Der Pianist

schoenleben-klavier

Der kleine Herr Schönleben fand in einer Wohnung, von der er annahm, dass es die seine war, ein Piano vor. Er besetzte frohgemut den dazugehörigen Hocker und klimperte, ohne sich um die aufgeschlagenen Notenwerke zu kümmern, fröhlich drauflos. Kontrapunktische Musik umströmte seine perfekt angebrachten Ohren, benebelte seine Sinne und weckte nie erlebte Emotionen.
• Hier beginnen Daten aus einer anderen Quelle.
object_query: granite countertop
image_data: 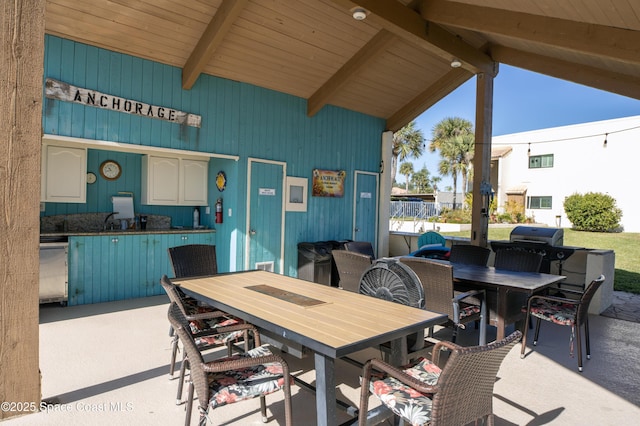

Nach kurzer Zeit erfreute hinzukommendes, freejazziges Schlagwerk seine Sinne, von oben, von unten, von den Wänden klapperte es in freier Rhythmik, schließlich gellten Zimbeln von der Tür her, und der kleine Herr Schönleben hieb wie rasend in vollendetem Glücksrausch auf die Tastatur ein, bis er sich erschöpft nach hinten lehnte, den Zimbeln und quadrophonischen Klopf- und Hammerinstrumenten ihr wohlverdienstes, langsam ausklingendes Solo gewährte und die Session schließlich mit einem bewusst schief gesetzten, lang auslaufenden Akkord beendete. Dann hüpfte der kleine Herr Schönleben von seinem Hocker, eilte zum Kühlschrank und öffnete eine Fruchtmilch, von der er annahm, dass sie ihm gehörte.